Final answer:
To find the area of the triangle with given vertices, calculate the length of the sides using the distance formula and use Heron's formula to find the area.
Step-by-step explanation:
To find the area of a triangle with given vertices, we can use the formula for the area of a triangle using coordinates. Let's label the given vertices as A(2,4,-3), B(1,-3,2), and C(-1,-4,-2).

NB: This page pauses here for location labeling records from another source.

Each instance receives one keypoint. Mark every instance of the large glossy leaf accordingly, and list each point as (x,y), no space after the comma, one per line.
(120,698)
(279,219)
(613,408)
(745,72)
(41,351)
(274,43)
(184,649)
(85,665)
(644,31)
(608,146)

We can calculate the length of the three sides of the triangle using the distance formula, and then use Heron's formula to find the area.
Using the distance formula, we find that AB = sqrt((1-2)^2 + (-3-4)^2 + (2-(-3))^2) = sqrt(95), BC = sqrt((1-(-1))^2 + (-3-(-4))^2 + (2-(-2))^2) = sqrt(32), and AC = sqrt((2-(-1))^2 + (4-(-4))^2 + (-3-(-2))^2) = sqrt(54).
Now, we can use Heron's formula to find the area. Heron's formula states that the area of a triangle with side lengths a, b, and c is given by A = sqrt(s(s-a)(s-b)(s-c)), where s is the semi-perimeter of the triangle. In this case, s = (AB+BC+AC)/2 = (sqrt(95)+sqrt(32)+sqrt(54))/2. Plugging in the values, we calculate A = sqrt(s(s-a)(s-b)(s-c)) = sqrt(((sqrt(95)+sqrt(32)+sqrt(54))/2)(((sqrt(95)+sqrt(32)+sqrt(54))/2)-sqrt(95)))(((sqrt(95)+sqrt(32)+sqrt(54))/2)-sqrt(32))(((sqrt(95)+sqrt(32)+sqrt(54))/2)-sqrt(54))). This gives us the area of the triangle.